JavaScript is often also used in rendering. As a high-level SEO, you need to know how to write, modify, and optimize JavaScript code because rendering and is hugely important to the end-user from the speed it takes to render to the actual output. Lazy loading images and videos, for example, can be done through JavaScript. Deferring off-screen images is one of the most common things I find that need fixing when auditing page speed. And remember, Google's end goal is to deliver the best result to the best search, including user-experience.
The best part of understanding JavaScript is that you have a jumping-off point for the other libraries that are derivatives of it, like AngularJS (a Google-maintained JS-based front-end framework), JQuery (a fairly lightweight way to modify and simplify JavaScript), React (a language designed to build user-interfaces), and Node.js (which executes JavaScript outside of the web environment, for example, to run scripts on the server-side, improving on rendering speeds).
The Future of SEO β The Armageddon Dilemma
As you can see, SEO is only getting more technical. SEO's reliance on developers will eventually be squeezed out as the skills required to complete the SEO job coincide more and more with the skills required for full-stack developers.
This is what puts the future of SEO in, what I like to call, The Armageddon Dilemma.
If you're not familiar with the film, Armageddon, a huge asteroid is heading for Earth that will result in a total loss of humanity, so NASA finds the best team of oil drillers to send into space to land on the asteroid, drill a hole, and detonate a nuclear bomb to save Earth. I personally love the movie but it's not without its criticisms, one of which is the reason I'm coining the dilemma:
Is it better to train oil drillers to be astronauts or to train astronauts to drill?
The Armageddon Dilemma with full-stack SEO is: is it better to train SEOs to be developers or to train developers to do SEO?
SEOs and developers have worked hand-in-hand for a long time but I think there have been some butted heads between the two, despite often having some of the same goals. Whether it is making the site look and feel better or working on dev-ops to improve the speed and efficiency, both of those improve SEO. The challenge comes from communication when SEOs can't explain problems and solutions to developers.
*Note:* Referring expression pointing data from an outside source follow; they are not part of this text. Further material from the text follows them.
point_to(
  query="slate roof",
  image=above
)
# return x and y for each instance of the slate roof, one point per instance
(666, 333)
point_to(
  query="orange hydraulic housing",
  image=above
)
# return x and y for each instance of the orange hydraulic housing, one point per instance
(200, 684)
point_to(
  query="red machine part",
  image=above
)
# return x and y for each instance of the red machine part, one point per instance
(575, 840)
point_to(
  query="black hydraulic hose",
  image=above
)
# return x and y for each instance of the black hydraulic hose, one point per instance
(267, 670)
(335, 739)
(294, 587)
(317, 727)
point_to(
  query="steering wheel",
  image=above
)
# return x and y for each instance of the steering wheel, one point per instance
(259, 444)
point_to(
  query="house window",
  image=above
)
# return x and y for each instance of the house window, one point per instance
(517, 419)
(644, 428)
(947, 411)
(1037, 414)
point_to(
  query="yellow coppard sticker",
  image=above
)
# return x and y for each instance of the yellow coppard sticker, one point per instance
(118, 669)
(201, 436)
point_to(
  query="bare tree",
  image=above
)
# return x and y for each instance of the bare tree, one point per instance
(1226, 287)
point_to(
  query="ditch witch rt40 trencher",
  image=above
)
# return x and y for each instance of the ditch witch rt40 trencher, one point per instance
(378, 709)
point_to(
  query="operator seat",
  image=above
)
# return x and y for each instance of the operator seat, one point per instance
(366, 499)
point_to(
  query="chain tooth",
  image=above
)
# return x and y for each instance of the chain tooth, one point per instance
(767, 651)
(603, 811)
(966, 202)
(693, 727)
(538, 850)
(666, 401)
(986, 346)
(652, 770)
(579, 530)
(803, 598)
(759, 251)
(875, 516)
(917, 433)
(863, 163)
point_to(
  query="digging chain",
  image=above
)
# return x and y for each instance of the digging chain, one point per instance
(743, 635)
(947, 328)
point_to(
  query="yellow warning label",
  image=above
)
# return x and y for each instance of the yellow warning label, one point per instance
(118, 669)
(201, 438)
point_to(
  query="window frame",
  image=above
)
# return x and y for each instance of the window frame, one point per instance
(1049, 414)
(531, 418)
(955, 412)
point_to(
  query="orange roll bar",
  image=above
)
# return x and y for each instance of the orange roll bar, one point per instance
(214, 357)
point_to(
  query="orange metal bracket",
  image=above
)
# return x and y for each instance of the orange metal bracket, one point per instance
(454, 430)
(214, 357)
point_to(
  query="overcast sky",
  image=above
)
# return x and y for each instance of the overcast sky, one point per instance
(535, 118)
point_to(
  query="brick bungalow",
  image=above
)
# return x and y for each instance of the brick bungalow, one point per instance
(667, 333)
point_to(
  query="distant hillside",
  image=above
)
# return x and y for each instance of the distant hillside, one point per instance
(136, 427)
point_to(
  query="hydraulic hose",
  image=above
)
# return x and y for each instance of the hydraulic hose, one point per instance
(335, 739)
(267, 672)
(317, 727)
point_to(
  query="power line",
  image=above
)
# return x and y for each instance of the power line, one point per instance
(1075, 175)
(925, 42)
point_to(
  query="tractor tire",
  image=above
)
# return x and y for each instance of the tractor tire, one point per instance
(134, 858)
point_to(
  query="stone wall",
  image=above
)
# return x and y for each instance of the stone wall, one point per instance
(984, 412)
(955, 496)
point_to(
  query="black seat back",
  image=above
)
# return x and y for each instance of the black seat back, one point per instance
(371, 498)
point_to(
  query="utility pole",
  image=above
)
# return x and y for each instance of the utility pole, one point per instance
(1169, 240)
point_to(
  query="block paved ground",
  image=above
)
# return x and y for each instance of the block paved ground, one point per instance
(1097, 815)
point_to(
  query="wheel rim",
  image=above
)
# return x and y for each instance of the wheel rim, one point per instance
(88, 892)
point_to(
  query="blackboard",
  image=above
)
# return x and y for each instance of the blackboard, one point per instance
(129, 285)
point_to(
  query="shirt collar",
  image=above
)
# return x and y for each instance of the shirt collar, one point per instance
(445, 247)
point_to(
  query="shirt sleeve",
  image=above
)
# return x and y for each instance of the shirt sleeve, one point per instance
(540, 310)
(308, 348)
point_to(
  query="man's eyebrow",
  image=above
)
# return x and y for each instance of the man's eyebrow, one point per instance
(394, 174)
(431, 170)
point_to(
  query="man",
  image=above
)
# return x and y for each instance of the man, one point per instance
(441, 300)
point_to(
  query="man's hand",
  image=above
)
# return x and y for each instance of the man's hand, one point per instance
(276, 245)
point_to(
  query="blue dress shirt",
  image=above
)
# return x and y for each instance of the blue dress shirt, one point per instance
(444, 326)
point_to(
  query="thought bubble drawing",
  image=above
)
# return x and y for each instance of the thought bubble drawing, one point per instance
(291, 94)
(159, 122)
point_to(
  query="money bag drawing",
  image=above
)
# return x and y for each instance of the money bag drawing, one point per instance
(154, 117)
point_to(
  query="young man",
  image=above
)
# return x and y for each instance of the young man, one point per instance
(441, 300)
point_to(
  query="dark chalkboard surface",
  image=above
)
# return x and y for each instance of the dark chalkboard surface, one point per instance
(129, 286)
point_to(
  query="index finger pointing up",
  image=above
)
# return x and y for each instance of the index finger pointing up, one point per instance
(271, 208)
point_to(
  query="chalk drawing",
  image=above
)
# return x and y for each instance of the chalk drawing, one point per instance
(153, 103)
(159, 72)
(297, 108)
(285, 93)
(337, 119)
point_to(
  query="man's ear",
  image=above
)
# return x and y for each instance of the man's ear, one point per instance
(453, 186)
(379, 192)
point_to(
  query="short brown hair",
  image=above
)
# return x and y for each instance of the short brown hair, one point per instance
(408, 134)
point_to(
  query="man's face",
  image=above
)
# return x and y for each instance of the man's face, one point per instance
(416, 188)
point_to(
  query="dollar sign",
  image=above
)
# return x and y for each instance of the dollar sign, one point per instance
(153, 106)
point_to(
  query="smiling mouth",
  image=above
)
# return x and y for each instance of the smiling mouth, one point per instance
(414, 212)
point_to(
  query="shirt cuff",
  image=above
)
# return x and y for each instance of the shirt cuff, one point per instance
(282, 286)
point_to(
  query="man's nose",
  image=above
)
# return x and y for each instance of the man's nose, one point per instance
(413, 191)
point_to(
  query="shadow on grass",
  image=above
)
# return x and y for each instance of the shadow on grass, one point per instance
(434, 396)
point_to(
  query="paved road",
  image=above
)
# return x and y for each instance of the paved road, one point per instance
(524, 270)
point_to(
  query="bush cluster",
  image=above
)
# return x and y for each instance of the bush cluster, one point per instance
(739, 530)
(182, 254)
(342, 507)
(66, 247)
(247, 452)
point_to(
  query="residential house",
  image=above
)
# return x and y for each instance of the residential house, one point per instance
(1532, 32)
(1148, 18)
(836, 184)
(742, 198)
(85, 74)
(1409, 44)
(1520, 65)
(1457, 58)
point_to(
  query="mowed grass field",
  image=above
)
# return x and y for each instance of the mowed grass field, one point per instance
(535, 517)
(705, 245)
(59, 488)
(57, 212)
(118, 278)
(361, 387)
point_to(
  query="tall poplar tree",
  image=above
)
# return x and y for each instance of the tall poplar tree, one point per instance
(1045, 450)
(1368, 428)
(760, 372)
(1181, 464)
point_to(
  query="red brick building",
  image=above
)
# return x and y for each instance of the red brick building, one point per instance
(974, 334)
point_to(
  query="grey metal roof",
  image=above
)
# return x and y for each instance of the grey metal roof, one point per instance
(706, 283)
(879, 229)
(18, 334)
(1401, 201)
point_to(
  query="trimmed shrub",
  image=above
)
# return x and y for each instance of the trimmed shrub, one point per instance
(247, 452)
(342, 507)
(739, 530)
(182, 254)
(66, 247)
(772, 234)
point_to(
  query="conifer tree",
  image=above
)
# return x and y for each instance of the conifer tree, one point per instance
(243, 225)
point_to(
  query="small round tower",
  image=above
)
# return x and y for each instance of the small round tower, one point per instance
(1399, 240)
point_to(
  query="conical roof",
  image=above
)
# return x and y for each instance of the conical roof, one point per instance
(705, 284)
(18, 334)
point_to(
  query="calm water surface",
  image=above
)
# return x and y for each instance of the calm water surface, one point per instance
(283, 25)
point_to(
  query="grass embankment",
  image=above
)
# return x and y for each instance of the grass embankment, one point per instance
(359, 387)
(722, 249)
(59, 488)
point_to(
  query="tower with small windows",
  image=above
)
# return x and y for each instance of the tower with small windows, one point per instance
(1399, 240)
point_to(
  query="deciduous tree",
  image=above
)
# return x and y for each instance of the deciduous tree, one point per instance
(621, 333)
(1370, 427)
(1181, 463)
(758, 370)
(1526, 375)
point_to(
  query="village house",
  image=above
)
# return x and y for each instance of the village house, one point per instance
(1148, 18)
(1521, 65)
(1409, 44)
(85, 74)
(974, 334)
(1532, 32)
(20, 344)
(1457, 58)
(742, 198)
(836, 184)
This is where a full-stack SEO could either do it him- or herself or be able to communicate the needs to a developer if it requires a more knowledgeable eye.
I don't think a full-stack SEO would eliminate a developer position. Rather, a full-stack SEO would free up a developer's time to work on other tasks and projects for the organization. As a young industry, SEOs are still building the career ladder as they climb it. It's time to build a new rung on that ladder that doesn't require a step into management. This next step is the full-stack SEO position.